When he’s not on the road, you’re likely to find Bargatze on the golf course or the pickleball court. Or taking care of household chores – something he learned how to do only a few years ago when Carol was diagnosed with kidney cancer.

“It’s all in God’s hand,” he said. “I always believe that I’m not going to die one second before I’m supposed to. And I’m not afraid of dying. He can take me anytime.”

But with Carol, it was different. They’d known the news for a while, but they hadn’t talked about it. He came home from a work trip two days before her scheduled surgery.

“I asked her where she wants to go, and she said she don’t care,” Bargatze recounted. “I said, ‘Look, we’re going Mexican. If you’re not gonna make up your mind, I’m picking.’

“And she goes, ‘Well, I have cancer.’ And we laughed. It was the first time she played that card.” They went to O’Charley’s.

“It just showed that we had to laugh. We had to get to the point where we laughed. And then we went and we talked for the first time. And it changed my life.”

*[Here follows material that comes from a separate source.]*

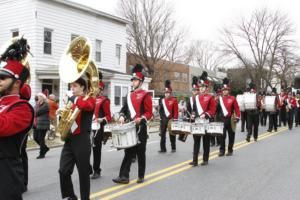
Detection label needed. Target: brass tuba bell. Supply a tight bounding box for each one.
[57,36,99,141]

It changed his life because he realized if Carol died, he would have no idea how to live.

“I couldn’t have gone to the bank,” he said. “I’m not sure I knew what bank we went to. … I don’t know where pots and pans are. I’ve never done laundry. I didn’t do any of that stuff.

“But I took it all over, and it’s been four and a half years. She’s a lot better now. She should take some of this back,” he said with a laugh.

Blessings in spades

While he may be scrubbing toilets and unloading the dishwasher at home, Bargatze is killing it on the road, getting two standing ovations at every show.

“I get a standing ovation just for walking out and being [Nate’s] dad,” he said. “Nathan’s got a really good fan group. These are people that want clean comedy, no politics, no sex, just fun. And he makes fun of his father, which is great. There’s a lot there to make fun of. But I don’t have to do anything. And they love that I’m there ’cause they know it’s kind of special.”

And the second standing ovation? Bargatze said he gets that one “for not being terrible.”

Almost every night after his opening act, when he introduces Nate, he starts to cry.

“Because of realizing how great God is,” he said. “We know as a family, and I believe Nathan believes this in all of his heart that we can’t take any credit for this success. I mean, come on. We’re just regular people talking about our family. … We just know it’s a God thing.”